Киваю, и будто огромный кулак сжимает мне желудок. Он достает из-под прилавка палку, лезет на верхнюю полку у себя за спиной, подцепляет коробку, стаскивает вниз. Вместо того, чтобы сразу положить прокладки в пакет — так бы он поступил, если бы к нему пришла Ма, — он выкладывает их на прилавок и смотрит на дядьку, который только что вошел. Эта сволочь заставляет меня расплачиваться за то, что я не позволил ему себе помочь. Знаю я людей. Все они гады.
Тут я наконец разглядел, кто стоит за дядькой. Шлюхован. И смотрит, как меня тут крючит. Видимо, это его папаня. Ему уже сто лет как оприходовали коленки и выгнали отсюда. Видимо, разрешили вернуться, если нет — ему крышка.
Покраснев до кончиков ушей, кладу на прилавок пятерку. Сэмми набирает сдачу из кассы, ухмыляясь.
— Кстати, это пятерка, — говорю.
Ха! Я все-таки взял над ним верх!
Он смотрит на меня так, будто сейчас перережет мне горло, и хлопает сдачу на прилавок. Я пронзаю его убийственным взглядом, забираю записку и ухожу.
В зале стоит, согнувшись пополам, солдат, я протискиваюсь мимо. Один из пакетов зацепляется за его винтовку.
— Отцепился, малый! Чё, хочешь посмотреть на винтарь поближе? — спрашивает солдат.
«Винтарь» — вот смешно-то.
— Ты такие раньше видел? Может, у себя дома?
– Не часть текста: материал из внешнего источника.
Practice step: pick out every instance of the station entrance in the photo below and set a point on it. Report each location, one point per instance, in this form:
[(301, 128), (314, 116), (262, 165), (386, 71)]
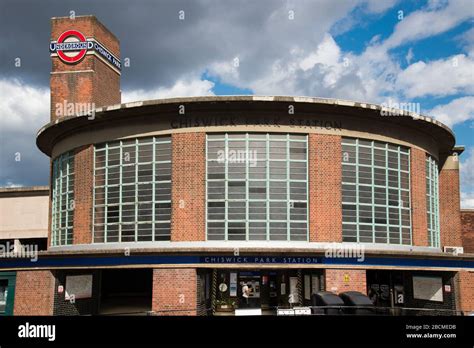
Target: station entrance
[(267, 289)]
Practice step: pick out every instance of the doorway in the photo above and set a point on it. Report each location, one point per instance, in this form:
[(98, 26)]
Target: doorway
[(7, 292), (126, 291)]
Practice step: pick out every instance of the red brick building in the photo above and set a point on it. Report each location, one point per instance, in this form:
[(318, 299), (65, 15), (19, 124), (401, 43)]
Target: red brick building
[(174, 205)]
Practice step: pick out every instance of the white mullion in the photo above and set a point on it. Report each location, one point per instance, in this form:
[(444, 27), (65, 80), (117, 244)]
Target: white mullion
[(372, 155), (226, 186), (409, 196), (136, 191), (93, 194), (153, 188), (400, 197), (247, 188), (387, 201), (288, 199), (357, 189), (106, 191), (119, 227), (267, 173)]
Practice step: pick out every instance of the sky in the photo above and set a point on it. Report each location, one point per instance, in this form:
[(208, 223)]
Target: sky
[(376, 51)]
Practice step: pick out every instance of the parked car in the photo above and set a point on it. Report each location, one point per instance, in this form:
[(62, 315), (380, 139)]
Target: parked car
[(362, 305), (329, 302)]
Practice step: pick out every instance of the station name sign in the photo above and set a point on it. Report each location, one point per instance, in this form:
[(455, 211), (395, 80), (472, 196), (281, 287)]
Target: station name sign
[(261, 259), (72, 46)]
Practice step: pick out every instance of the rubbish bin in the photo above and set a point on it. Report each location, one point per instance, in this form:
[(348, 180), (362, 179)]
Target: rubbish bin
[(361, 303), (326, 298)]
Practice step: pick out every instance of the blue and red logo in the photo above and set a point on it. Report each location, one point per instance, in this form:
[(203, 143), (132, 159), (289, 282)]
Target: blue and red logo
[(71, 46)]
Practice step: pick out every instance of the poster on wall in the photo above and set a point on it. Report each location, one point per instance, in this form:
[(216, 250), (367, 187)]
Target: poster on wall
[(307, 287), (233, 284), (428, 288), (315, 284), (294, 298), (79, 286)]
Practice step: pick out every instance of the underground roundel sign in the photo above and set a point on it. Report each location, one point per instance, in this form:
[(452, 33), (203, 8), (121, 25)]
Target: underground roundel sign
[(71, 46)]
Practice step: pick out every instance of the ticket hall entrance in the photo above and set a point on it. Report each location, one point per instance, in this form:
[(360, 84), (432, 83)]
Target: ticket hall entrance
[(267, 289)]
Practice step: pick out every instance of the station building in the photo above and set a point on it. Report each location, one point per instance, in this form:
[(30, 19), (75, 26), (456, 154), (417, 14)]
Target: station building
[(168, 206)]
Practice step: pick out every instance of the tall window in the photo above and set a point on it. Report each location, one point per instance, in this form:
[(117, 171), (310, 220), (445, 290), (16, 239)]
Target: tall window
[(257, 187), (375, 192), (132, 190), (432, 201), (63, 200)]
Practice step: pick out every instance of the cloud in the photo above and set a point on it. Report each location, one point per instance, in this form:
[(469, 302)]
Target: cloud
[(181, 88), (437, 18), (454, 112), (422, 79), (23, 109)]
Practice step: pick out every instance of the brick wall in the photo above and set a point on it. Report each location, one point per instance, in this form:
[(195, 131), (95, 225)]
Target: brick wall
[(188, 187), (83, 194), (34, 293), (93, 81), (467, 230), (336, 280), (175, 291), (449, 208), (418, 197), (466, 291), (325, 196), (84, 306)]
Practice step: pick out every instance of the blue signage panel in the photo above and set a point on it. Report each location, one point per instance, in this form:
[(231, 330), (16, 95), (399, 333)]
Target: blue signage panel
[(105, 261)]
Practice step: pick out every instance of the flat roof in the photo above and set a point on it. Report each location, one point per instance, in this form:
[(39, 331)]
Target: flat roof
[(49, 134)]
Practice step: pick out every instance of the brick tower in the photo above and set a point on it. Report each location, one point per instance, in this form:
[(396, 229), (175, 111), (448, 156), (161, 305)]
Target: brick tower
[(86, 66)]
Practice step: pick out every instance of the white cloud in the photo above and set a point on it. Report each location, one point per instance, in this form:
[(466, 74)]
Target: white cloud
[(409, 56), (22, 107), (442, 77), (456, 111), (379, 6), (467, 169), (23, 110), (433, 20), (182, 88)]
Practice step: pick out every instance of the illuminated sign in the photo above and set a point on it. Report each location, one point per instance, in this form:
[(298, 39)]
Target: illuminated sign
[(72, 46)]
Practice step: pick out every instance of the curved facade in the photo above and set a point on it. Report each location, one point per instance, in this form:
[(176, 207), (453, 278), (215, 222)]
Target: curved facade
[(244, 169)]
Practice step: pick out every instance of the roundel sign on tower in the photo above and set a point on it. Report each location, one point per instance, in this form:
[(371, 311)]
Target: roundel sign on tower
[(71, 46)]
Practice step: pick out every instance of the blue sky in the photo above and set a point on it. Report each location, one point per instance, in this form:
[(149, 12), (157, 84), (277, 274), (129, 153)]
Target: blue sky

Явно новенький, потому что обычно такие вопросы задают только наедине — хотят, чтобы ты настучал на своего папаню. Сзади подходит Шлюхован. Он теперь может наплести ИРА, что я предатель, потому что со мной говорил брит. Или нажаловаться в Центр чрезвычайных ситуаций. Это такой наш местный полицейский участок, к настоящим копам мы не ходим, потому что они все проты.
— А шли бы вы отсюда куда подальше, — говорю я, пронзая его убийственным взглядом, чтобы все видели, что я не предатель.
В кондитерском — он через две двери по той же улице — стоит, согнувшись пополам, еще один брит. Почему их тут только двое? Они никогда так не ходят. Явно новенькие. Надо бы, конечно, подождать, пока Минни даст мне какой-нибудь мелочи и уже тогда идти в магазин, но уж очень хочется сладкого. Гммм… пару конфеток. Возьму парочку — она и не заметит.